If you eat too much of it, you want more,
you can never get enough.
 
 
Finally, I doubt the work of the late poet Deborah Digges needs my imprimatur, but I discovered it only recently and have read it carefully and deliberately, and consider it among the best poetry of the last two decades. Before she fell to her death in Amherst in April 2009, she had composed a body of truly powerful work, a highly accomplished poet whose poetry possesses a frail but unmistakable beauty and has the kind of staying power that will endure, I’m sure. Her posthumous collection of poetry, published this past April, The Wind Blows through the Doors of My Heart, followed four books of poems, Vesper Sparrows 1986), Late in the Millennium (1989), Rough Music (1995), and Trapeze (2004). She wrote two memoirs, Fugitive Spring: Coming of Age in the ’50s and ’60s (1992) and Stardust Lounge: Stories from a Boy’s Adolescence (2001), the latter concerning her experience as the mother of an antiauthoritarian son whose farewell to his mother ends the book: "Thanks for a wonderful childhood!" She was born and raised in rural Missouri, in a family of ten children. At her death, an apparent suicide at age fifty-nine, she was a professor of English at Tufts University, near Boston, though she lived in Amherst. Here’s a poem from her final book:


                    Write a Book a Year


Well the wild ride into the earth was thrilling,
really, scared as I was and torn and sore.

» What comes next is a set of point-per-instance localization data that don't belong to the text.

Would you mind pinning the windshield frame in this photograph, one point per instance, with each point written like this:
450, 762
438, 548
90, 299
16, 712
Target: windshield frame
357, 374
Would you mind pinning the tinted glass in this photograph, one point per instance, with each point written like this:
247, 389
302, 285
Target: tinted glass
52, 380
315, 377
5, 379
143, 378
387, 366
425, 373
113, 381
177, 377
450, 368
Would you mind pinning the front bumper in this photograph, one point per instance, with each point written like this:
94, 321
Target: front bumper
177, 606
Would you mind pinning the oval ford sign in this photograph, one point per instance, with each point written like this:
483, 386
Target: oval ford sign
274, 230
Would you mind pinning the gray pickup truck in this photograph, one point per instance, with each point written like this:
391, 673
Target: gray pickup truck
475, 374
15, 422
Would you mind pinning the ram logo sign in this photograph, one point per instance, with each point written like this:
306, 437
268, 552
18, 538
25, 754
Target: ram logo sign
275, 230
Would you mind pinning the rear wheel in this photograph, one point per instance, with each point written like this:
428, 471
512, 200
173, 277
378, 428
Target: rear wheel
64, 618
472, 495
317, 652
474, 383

I say what other woman could have managed it?
My life before then
picking flowers against my destiny
what glance, what meeting,
who was watching, what we don’t know we know,
the hour we chose and we are chosen.
And suddenly the dead my mission,
the dark my mission.
He’d find me pounding out the hours.
Spring is for women, spring clawing at our hearts.
We are pulled forward by our hair
to be anointed in the barren garden.
I want the dark back, the bloody well of it,
my face before the fire,
or lie alone on the cold stone and find a way
to sleep awhile, wake clear and wander.